The house lay on its side. Several windows were intact, but most had been shattered by the grasping tentacles or by the shock of landing on the ground. Through the window frames on the lower side of the pumpkin’s great orange curve protruded lamps, chair backs, even a mattress which Tom recognized despite the distractions of the moment as a Slugabed, its hunger patch as bright a pink as he had ever seen. He supposed his mother had not been feeding it well, and his father—no, he insisted, just Ralph—had not yet…
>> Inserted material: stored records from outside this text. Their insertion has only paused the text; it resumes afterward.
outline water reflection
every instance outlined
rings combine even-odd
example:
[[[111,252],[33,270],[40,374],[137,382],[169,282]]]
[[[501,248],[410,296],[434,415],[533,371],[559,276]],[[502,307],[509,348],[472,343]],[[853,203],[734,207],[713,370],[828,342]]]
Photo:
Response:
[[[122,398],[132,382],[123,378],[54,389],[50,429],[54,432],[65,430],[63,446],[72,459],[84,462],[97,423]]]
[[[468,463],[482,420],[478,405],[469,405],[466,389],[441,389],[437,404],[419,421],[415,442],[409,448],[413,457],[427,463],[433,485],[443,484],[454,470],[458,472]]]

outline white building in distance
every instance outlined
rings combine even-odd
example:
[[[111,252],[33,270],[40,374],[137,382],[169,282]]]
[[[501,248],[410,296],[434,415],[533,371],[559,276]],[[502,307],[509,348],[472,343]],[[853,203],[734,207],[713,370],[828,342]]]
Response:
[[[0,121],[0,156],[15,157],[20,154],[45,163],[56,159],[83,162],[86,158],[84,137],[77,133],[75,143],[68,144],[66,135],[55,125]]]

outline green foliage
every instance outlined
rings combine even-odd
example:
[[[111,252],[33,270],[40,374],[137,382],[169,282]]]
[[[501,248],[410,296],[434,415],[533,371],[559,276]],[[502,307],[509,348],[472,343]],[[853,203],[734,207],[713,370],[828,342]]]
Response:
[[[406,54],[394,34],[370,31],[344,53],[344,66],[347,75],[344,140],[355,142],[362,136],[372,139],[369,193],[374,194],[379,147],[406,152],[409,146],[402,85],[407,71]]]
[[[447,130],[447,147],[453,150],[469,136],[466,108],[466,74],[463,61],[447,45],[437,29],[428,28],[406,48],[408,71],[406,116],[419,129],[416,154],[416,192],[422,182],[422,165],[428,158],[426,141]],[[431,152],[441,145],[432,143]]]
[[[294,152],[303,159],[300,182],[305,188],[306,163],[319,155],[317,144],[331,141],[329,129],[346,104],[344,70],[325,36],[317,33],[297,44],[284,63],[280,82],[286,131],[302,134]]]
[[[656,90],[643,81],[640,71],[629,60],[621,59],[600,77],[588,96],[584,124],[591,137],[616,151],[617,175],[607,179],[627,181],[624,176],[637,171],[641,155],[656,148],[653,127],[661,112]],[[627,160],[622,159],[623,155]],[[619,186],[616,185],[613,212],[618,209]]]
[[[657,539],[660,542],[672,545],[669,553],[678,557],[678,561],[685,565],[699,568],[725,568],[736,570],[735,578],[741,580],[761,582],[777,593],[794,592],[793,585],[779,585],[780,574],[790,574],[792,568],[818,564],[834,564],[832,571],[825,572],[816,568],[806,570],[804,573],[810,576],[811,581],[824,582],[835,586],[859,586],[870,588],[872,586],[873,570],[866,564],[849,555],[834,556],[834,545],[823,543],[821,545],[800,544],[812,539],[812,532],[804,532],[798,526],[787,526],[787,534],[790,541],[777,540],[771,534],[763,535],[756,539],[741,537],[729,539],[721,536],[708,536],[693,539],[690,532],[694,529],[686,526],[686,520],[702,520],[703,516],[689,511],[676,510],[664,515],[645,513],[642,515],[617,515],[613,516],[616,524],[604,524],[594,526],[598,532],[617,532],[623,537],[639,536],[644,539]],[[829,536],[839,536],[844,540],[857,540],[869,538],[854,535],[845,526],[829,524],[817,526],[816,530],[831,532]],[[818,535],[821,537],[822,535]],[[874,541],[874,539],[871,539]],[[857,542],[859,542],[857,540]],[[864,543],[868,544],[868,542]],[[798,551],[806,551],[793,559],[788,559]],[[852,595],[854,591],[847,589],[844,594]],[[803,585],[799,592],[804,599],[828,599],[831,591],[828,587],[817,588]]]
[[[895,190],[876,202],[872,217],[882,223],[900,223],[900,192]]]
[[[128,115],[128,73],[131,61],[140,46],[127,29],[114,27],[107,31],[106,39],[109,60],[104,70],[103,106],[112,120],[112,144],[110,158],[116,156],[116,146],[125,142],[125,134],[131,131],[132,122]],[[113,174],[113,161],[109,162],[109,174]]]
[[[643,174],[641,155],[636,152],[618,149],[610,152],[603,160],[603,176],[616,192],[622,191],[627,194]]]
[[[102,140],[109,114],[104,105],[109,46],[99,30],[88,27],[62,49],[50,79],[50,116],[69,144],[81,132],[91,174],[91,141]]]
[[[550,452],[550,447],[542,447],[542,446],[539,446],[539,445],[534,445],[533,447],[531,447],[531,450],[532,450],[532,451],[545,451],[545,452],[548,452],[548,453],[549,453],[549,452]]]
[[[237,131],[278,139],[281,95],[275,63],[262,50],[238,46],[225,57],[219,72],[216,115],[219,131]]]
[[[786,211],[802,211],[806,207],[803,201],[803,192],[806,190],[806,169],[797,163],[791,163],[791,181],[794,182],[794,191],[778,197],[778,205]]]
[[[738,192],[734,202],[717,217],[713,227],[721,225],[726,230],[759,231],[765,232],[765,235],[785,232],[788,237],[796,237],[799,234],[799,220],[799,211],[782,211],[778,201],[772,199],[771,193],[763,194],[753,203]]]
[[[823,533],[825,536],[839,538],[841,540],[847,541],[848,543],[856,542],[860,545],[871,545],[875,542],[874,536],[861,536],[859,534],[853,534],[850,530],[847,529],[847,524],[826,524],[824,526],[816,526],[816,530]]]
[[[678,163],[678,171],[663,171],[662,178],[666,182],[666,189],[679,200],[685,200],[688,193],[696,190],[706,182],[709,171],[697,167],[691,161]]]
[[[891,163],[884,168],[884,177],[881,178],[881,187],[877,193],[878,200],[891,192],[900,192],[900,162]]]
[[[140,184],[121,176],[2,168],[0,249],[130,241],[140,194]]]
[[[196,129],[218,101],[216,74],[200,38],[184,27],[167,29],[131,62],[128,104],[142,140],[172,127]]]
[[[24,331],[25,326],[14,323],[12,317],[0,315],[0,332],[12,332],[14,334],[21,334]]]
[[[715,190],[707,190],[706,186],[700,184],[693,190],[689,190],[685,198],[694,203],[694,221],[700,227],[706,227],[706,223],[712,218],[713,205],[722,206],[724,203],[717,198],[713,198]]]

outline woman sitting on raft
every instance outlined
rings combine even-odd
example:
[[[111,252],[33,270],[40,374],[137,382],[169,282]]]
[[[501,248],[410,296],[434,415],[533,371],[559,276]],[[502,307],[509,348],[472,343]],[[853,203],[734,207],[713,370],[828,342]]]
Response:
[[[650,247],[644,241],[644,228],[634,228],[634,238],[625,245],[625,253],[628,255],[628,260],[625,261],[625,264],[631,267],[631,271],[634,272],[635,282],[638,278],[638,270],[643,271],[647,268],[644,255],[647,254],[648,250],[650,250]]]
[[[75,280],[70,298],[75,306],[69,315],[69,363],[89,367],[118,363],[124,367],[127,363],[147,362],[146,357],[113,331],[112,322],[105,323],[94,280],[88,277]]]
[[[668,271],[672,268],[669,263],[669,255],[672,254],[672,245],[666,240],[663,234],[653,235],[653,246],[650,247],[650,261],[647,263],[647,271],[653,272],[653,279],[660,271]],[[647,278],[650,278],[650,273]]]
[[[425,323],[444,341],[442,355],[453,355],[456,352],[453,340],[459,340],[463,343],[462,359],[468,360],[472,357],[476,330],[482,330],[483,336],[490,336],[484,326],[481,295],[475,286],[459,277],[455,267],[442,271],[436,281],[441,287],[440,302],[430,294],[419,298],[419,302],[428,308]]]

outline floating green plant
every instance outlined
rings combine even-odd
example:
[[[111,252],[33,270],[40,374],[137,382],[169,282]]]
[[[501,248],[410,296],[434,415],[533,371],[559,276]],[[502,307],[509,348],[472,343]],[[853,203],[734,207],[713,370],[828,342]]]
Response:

“Litter!” he said. “And mech!” They had tried for Muffy, and they had failed. They had tried for her again, and for him as well, and they had failed, tw
ice. But now they had his mother. What did they want? Did they want to force him to do something awful? Bomb the Appliance Garden? Give the sammitch bushes and pie plants a virus that would turn them toxic? He supposed he would obey, if only they would tell him what they wanted. But they never said a word. They might even be planning, really, to turn Petra into a potted plant, just as Petra had said they must wish to do with Muffy. She, at least, was almost there already.
But they never said a word. They left him free to act as best he could, to hunt for their victims, whether Muffy or his mother, and for them, to rescue and avenge, to end their depredations, to return his life to its even keel.
“Look at this!” cried Ralph Cross. “What am I…? What are they going to do with her? Why…?” He stared at the ruined house, one finger tracing a broad crack in the wall. It would be weeks before it could be habitable again. He turned and stared after the departing Bioblimp, already shrunken by distance, heading southeast, toward but a bit off the city, as if its destination were Lake Michigan beyond, or its farther shore.
“They must be white slavers,” said Freddy, his palpitations forgotten for the moment. “They spotted her as the perfect bondage victim. A lady with roots! She actually ties herself up!”
The others ignored both Ralph and the pig. Muffy and Jim were leading the way after Tige. Tom dropped Freddy on the ground beside his father and followed them. Kimmer followed him.
It was not difficult to track the Mack to where he straddled the apparently unhurt kidnapper. Tige had trampled flat the pumpkin vines and the honeysuckle that grew from the same soil, grinding leaves, flowers, and stems into the soft dirt. Sap and honeysuckle wine had turned the dirt in spots to mud.